Over the last few years, our use of the Cloud to store all sorts of digital files has grown by leaps and bounds. In 2012, the global data supply reached 2.8 trillion GB. By 2020, the volumes of data are projected to reach 40 zeta bytes per person.
This phenomenal growth is called the “Big Data storage problem.” Tackling that problem is the focus of research carried out by Ryerson University Computer Science PhD candidate Fatema Rashid. Specifically, Fatema is exploring “data depulication” as a way to ease the problem of Big Data storage by identifying and removing duplicate copies from cloud-based storage systems.
Privacy and security concerns
Fatema’s write-up of her recent experiments and findings involving video deduplication has been accepted as an application track paper – co-authored with her supervisors professor Ali Miri and Isaac Woungang – for the IEEE International Congress on Big Data 2015. One of the main concerns Fatema raises in the paper is that, although deduplication maximizes storage space and minimizes storage costs, it comes with serious uneasiness over data privacy and security. As she explains, “While users want to save costs by allowing cloud storage providers (CSPs) to deduplicate their data, they don’t want CSPs to compromise the privacy of their data.”

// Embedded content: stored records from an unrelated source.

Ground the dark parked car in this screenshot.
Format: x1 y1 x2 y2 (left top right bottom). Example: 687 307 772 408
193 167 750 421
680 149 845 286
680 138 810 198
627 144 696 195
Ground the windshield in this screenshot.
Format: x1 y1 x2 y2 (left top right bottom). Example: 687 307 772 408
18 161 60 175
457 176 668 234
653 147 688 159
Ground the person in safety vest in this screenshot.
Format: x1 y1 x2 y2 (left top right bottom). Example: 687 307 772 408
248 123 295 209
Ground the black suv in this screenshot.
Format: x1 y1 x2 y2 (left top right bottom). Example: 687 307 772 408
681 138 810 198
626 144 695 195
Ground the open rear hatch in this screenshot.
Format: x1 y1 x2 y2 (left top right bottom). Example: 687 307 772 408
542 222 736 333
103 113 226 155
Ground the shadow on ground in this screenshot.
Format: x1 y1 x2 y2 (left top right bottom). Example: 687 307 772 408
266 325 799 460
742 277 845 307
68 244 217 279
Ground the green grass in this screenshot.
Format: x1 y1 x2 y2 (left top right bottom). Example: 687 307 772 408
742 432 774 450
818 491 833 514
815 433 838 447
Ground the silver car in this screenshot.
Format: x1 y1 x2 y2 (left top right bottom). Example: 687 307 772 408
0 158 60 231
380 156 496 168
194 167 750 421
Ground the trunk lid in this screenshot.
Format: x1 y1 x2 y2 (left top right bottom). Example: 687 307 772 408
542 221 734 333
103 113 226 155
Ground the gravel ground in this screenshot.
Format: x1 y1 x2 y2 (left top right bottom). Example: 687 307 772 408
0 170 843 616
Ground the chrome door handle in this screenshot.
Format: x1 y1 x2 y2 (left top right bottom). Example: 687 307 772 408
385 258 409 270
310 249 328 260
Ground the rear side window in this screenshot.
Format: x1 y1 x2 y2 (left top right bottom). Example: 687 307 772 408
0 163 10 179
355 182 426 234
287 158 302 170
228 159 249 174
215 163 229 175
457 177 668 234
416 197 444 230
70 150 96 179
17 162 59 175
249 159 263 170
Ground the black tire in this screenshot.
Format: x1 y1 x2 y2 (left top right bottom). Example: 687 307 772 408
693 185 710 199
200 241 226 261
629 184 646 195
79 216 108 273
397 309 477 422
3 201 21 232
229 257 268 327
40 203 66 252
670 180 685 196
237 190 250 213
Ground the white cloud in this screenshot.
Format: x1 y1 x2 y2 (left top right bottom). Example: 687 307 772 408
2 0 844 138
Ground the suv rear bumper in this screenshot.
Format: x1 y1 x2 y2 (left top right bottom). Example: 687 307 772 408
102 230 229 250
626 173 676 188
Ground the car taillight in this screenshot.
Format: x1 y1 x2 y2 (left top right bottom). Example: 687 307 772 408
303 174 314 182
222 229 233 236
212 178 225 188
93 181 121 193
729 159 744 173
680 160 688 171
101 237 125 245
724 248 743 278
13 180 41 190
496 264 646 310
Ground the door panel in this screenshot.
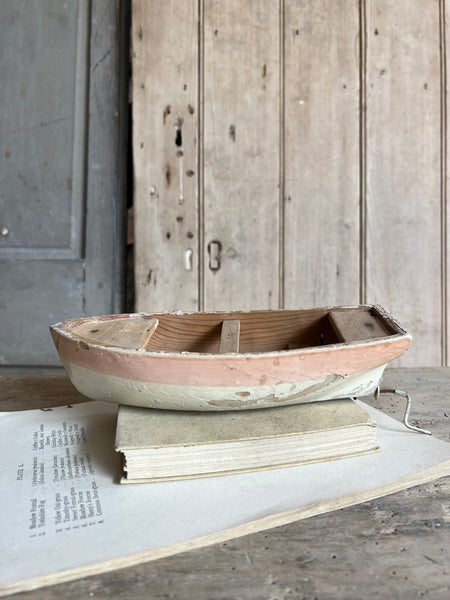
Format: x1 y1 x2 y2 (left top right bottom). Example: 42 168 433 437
0 260 85 365
0 0 86 257
284 0 360 309
365 0 442 366
132 0 199 313
0 0 127 368
133 0 447 367
202 0 281 310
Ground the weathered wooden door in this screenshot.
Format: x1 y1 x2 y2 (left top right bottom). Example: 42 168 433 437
133 0 445 367
0 0 128 370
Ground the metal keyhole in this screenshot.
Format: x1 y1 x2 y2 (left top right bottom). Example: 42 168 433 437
208 240 222 271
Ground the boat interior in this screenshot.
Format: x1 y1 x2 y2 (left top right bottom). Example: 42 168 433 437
63 306 400 354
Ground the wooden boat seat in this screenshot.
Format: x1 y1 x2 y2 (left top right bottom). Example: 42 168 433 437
328 309 392 343
218 320 240 353
71 317 159 350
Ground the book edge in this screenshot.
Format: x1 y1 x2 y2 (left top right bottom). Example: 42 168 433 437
119 443 381 483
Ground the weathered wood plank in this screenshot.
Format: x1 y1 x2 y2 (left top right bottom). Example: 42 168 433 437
68 316 159 350
445 2 450 367
218 320 240 353
133 0 199 312
283 0 360 309
0 375 89 411
365 0 442 366
139 319 160 350
202 0 280 310
84 0 128 316
328 308 391 343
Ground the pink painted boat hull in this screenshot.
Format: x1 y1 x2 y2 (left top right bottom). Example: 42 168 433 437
50 305 411 410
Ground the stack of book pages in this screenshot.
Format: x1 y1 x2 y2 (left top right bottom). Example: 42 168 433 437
115 398 379 483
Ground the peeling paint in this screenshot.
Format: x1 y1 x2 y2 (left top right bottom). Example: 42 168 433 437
178 153 184 204
163 105 171 124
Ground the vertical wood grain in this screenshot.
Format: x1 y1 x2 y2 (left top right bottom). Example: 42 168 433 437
283 0 361 309
84 0 128 316
202 0 280 310
365 0 442 366
443 0 449 366
131 1 446 367
133 0 199 312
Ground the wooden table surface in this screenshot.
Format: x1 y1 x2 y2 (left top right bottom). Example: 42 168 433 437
1 368 450 599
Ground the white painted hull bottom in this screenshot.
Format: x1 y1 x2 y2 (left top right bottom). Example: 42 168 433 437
62 361 387 410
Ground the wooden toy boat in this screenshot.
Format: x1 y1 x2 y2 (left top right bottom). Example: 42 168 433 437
50 305 411 411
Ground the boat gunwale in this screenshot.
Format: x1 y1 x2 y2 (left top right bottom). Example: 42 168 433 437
50 305 411 361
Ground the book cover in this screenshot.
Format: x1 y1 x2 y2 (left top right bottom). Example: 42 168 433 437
115 399 379 482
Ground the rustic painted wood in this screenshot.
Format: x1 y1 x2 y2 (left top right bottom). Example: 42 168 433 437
131 1 447 367
445 1 450 367
0 1 86 366
132 0 199 313
1 368 449 599
365 0 442 366
283 0 361 309
50 308 410 410
0 1 82 255
0 0 127 368
84 0 128 316
0 260 85 365
202 0 280 310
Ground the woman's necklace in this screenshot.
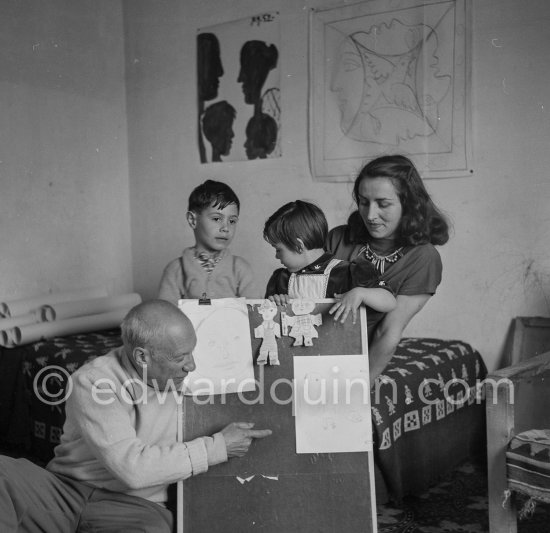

Proof of storage protocols
Building on earlier research involving data deduplication through the H.264 compression protocol, the work Fatema presents in her current paper addresses two storage-related protocols: a proof of retrieval (POR) and a proof of ownership (POW) protocol. One of the novel features of these protocols is that they can be run by both the users of a cloud storage service (to ensure their videos are stored securely) and by CSPs themselves (to authenticate a video’s “true owner”).
“Based on our results, we believe that our proposed scheme will ensure cloud-storage users that their video data are safe, secure and protected,” says Fatema. “That would allay many people’s fears over storing their videos in the cloud while supporting deduplication as a way to solve the Big Data problem.” In her future work, she hopes to modify the proposed POR and POW protocols to include support for dynamic data and third-party auditing.